Portanto, além do discurso revelador manifesto pela Portaria nº. 1129, de 13/10/2017, paira no ar o receio de que essa medida venha, de repente, favorecer a abertura de eventuais vagas de “trabalho”; na verdade, novas frentes de consolidação da velha e conhecida práxis da submissão humana às condições degradantes e indignas, fundamentadas na Lei da Oferta e da Procura para mão de obra. Nesse contexto, o Estado sairia ganhando com a mitigação do impacto em seus gastos; mas, e a sociedade?

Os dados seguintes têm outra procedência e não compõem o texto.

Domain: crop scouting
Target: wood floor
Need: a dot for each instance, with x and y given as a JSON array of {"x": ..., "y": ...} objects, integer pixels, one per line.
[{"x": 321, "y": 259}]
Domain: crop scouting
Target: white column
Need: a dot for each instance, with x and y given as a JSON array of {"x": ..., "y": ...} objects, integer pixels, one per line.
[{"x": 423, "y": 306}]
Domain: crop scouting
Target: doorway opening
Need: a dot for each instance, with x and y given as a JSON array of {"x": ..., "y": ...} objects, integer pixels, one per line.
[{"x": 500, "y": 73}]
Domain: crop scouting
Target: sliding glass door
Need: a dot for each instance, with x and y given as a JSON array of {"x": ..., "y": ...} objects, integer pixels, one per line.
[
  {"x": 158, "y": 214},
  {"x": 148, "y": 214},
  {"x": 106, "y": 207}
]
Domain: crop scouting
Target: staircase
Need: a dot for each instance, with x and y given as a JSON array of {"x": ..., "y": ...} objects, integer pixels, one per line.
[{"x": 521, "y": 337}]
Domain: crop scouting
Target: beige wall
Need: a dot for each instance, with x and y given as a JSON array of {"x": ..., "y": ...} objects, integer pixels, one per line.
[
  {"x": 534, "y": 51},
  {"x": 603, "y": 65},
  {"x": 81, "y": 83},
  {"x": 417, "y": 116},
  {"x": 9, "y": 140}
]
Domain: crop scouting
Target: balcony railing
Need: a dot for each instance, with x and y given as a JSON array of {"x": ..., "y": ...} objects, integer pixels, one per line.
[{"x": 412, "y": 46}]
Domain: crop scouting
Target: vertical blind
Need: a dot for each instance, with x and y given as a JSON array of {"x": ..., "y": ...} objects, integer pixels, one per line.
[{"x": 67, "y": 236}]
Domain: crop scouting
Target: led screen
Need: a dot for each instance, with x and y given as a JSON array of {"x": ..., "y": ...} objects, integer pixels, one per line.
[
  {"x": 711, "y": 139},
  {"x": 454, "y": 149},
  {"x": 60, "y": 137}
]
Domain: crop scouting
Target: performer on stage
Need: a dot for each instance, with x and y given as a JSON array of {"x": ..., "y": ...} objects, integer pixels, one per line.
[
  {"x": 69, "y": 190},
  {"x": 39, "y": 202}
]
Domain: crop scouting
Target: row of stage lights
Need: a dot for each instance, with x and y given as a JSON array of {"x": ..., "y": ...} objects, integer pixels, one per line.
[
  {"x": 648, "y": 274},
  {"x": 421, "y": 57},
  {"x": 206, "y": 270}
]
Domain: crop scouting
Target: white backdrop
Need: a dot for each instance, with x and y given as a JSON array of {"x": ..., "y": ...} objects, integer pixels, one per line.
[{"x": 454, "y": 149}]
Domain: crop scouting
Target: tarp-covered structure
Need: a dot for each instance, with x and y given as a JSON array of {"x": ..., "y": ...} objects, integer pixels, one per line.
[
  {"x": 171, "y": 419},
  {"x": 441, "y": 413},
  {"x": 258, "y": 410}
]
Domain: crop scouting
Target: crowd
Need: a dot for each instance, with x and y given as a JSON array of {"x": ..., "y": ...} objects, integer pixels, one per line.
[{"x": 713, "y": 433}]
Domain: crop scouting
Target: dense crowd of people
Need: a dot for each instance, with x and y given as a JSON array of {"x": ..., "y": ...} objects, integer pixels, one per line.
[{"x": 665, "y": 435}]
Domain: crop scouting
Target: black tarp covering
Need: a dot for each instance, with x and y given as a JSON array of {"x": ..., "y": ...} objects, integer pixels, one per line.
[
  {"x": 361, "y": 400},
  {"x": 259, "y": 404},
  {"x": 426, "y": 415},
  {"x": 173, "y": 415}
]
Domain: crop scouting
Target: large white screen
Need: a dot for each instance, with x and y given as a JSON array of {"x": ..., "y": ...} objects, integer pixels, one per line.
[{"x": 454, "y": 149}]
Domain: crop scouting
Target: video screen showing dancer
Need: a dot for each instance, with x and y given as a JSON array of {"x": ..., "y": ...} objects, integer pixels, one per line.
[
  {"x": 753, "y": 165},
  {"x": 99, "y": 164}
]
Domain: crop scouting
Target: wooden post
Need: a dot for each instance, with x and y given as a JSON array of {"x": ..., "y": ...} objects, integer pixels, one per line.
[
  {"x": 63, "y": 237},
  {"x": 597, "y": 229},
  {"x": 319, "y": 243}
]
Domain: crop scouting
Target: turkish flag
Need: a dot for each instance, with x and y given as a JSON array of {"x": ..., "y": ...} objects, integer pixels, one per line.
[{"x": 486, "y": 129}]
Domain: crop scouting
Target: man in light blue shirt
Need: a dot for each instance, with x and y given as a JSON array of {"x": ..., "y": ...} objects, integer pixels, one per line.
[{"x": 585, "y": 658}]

Preste atenção nos discursos. Preste atenção no que você diz e pensa. No fim das contas, o bom e o ruim da vida sempre recaem sobre você. Você paga a conta do justo e do injusto da vida. Da desigualdade que fomenta a anticidadania. Da marginalização da raça humana, a qual você faz parte (se lembra?). Enfim... Como eu mesma escrevi, em abril de 2010 2, “TRABALHO. Bendito seria ele se fosse reconhecido, se recebêssemos a paga justa, se nos devolvesse de fato a dignidade, a cidadania e a consciência da própria vida. Não temos mais senzalas, troncos, correntes, açoites ou chibatas; mas, continuamos a ver cidadãos brasileiros (de todas as etnias, credos, idades, gêneros, graus de escolaridade) todos os dias com os olhos e alma cabisbaixos, tristes, cansados, humilhados, comprimidos nos trens, nos ônibus, nas lotações pela busca do sagrado pão de cada dia. Esse “moderno escravagismo remunerado”, que ainda nos surpreende com a versatilidade brasileira dos que conseguem sobreviver com um salário mínimo, há de um dia restar somente nos livros como símbolo de uma época da inconsciência de um desenvolvimento desigual e distante do que se espera de uma grande nação”. Fica a reflexão!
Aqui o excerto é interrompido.